RELATED: Cannabis Industry Takes On Deadbeat Dealers
So is the New York lawsuit, which observers said could ultimately result in the overturning of the entire licensing regime, which is based on social equity principles but reserved for New York residents only.
“It calls the viability of the program into question,” attorney Matt Leonardo told Syracuse.com last month of the lawsuit, which kept regulators from issuing 18 permits in November. “It places the whole program in jeopardy.”
The legal peril for many of these programs could also give pause to more state and local regulators who may otherwise be eager to adopt social equity cannabis market structures.

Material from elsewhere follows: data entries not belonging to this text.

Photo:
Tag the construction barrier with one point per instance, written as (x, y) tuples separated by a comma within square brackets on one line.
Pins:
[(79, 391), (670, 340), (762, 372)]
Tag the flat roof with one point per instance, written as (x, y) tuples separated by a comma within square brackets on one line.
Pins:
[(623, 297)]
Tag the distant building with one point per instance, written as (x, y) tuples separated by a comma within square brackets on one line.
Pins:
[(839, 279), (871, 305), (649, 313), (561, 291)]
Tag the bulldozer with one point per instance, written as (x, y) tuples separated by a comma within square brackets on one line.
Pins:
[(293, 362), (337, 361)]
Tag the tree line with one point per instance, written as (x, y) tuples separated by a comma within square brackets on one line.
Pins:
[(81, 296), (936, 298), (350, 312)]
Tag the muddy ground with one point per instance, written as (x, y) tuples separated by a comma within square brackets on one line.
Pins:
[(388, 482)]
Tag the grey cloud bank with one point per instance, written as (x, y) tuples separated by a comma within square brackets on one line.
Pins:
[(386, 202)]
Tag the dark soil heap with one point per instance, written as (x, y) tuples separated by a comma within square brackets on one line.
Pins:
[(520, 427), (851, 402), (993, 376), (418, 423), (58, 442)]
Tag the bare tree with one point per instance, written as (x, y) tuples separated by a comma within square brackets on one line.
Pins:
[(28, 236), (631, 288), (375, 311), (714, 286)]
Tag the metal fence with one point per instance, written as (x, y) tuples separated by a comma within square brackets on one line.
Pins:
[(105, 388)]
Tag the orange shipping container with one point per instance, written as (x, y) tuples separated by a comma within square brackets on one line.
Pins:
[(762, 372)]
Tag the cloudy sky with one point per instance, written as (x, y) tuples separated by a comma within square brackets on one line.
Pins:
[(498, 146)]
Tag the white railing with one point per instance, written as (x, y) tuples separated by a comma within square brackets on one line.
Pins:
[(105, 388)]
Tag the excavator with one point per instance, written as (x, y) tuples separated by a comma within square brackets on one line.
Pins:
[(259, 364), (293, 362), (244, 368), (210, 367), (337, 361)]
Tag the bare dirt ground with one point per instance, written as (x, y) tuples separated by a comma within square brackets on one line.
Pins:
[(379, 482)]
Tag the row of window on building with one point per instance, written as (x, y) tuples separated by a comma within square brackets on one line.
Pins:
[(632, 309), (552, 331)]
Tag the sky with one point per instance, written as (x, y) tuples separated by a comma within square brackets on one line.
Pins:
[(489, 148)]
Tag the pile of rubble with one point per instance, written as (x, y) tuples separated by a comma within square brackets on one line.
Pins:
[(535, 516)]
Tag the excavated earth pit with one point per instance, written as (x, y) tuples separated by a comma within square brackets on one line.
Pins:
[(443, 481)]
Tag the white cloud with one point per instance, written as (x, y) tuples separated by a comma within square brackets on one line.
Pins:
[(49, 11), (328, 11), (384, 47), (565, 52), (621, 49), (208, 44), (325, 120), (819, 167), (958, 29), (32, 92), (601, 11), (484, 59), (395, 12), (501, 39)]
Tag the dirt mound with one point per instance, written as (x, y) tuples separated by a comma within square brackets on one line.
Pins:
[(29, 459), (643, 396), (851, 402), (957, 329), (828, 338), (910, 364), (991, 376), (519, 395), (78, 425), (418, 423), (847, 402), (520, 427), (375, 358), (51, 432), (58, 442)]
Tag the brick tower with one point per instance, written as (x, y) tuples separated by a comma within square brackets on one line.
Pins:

These are generally designed to give licensing priority to those who have nonviolent criminal marijuana convictions.
RELATED: A Rhode Island Grower Won A Cannabis Competition — The State Fined It $10,000
For instance, a number of cities across California have been considering creating new social equity programs because state lawmakers dedicated $15 million in funding to local governments that create such business opportunities, but many of those may slow down or scrap those plans altogether, some say.
“All of this means the less equity programs are up and running by the time federal legalization rolls around, the less protective shield we have in California against corporate consolidation,” Robert Chlala, a board member of the Social Impact Center of Los Angeles, told Filter Magazine.
At the very least, it calls into question how lawmakers will be able to craft social equity programs that are targeted enough to benefit only local entrepreneurs, instead of being forced to structure them for a national audience of cannabis companies.